Plein sud, écran au ras de la vitre, aucune protection, et une activité qui dépend directement de la vitrine — agence immobilière, concession, agence de voyage. Ici, la haute luminosité n'est pas un confort mais la condition de fonctionnement du dispositif.

À retenir

Trois informations suffisent à dimensionner correctement : l'orientation de la vitrine, le retrait de l'écran par rapport à la vitre, et la nature du vitrage. Relevez-les avant de demander un devis — un fournisseur qui propose une luminosité sans les avoir demandées propose au hasard.

Pourquoi le surdimensionnement coûte trois fois

La tentation est naturelle : dans le doute, prendre le plus lumineux. C'est une erreur de gestion, pour trois raisons cumulatives.

  • À l'achat — l'écart de prix entre 2 500 et 4 000 cd/m² est substantiel, à diagonale égale.
  • En consommation — la luminosité est produite par le rétroéclairage. Plus de candelas, c'est mécaniquement plus de watts, tous les jours d'ouverture pendant cinq ans.
  • En thermique — un écran très lumineux chauffe davantage, et derrière une vitre, en été, la chaleur s'accumule. Les gammes haute luminosité intègrent une gestion thermique renforcée, mais elle a un coût et parfois un bruit.

Un écran surdimensionné n'est pas seulement plus cher : il est aussi plus contraignant à installer.

Le capteur de luminosité ambiante, non négociable

Un écran de vitrine ne doit pas fonctionner à pleine puissance en permanence. À la tombée du jour, 3 500 cd/m² deviennent éblouissants, désagréables pour les passants et pour le voisinage — et dans certaines communes, la réglementation d'extinction nocturne des enseignes lumineuses s'applique.

Un capteur de luminosité ambiante ajuste l'intensité en continu : maximum en milieu de journée, forte atténuation le soir, extinction ou mise en veille programmée la nuit.
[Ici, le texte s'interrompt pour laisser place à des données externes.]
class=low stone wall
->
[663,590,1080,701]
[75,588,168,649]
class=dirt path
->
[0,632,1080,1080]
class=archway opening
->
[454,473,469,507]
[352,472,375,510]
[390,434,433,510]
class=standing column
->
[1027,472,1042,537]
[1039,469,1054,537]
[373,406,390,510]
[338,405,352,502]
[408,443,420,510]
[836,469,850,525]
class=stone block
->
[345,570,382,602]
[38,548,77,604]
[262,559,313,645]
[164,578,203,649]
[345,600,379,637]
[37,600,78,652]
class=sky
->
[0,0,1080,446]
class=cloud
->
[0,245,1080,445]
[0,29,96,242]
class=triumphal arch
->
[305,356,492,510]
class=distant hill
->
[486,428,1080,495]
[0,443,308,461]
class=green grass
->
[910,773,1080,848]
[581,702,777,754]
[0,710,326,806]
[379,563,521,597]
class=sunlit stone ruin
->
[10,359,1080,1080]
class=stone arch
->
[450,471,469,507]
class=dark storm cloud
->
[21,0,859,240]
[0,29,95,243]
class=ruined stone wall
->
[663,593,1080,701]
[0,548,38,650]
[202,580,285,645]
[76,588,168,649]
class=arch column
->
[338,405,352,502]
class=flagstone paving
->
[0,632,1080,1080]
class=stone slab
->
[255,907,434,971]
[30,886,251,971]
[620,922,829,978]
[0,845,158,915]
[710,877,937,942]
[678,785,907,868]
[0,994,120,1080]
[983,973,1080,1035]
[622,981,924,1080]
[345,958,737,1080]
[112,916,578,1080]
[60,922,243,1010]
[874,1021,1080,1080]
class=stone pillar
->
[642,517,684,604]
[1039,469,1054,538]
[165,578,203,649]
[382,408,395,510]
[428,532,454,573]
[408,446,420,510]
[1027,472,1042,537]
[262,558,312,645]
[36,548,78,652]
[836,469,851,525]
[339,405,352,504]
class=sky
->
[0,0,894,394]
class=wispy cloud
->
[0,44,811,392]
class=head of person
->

Il réduit la consommation, prolonge la durée de vie de la dalle et évite les plaintes. Vérifiez qu'il est présent, et qu'il est réellement paramétrable.

Écran de vitrine diffusant une campagne en soirée, luminosité automatiquement atténuée
Le soir, la même valeur de luminosité qui sauvait l'écran à midi devient éblouissante.
Notre conseil

Faites le test du téléphone. Placez-vous dehors, à l'endroit exact où passent vos clients, à l'heure la plus ensoleillée de la journée, et regardez votre écran de smartphone à pleine luminosité — il tourne autour de 1 000 à 1 500 cd/m². S'il est déjà difficile à lire, un écran à 2 500 cd/m² ne suffira pas. C'est une évaluation grossière, mais elle a évité bien des erreurs.

Ce que la luminosité ne résoudra pas

Un dernier point, par honnêteté technique. Une vitrine illisible n'est pas toujours un problème de candelas.

Si l'écran renvoie le reflet de l'immeuble d'en face, c'est un sujet de traitement antireflet et d'inclinaison, pas de luminosité. Si le contenu est composé de texte fin sur fond clair, aucune puissance ne le rendra lisible à cinq mètres — c'est un sujet de contraste et de taille de caractères. Et si la vitrine est encombrée d'affiches et de stickers autour de l'écran, le problème est la concurrence visuelle.

La luminosité est une condition nécessaire. Elle n'a jamais été une condition suffisante.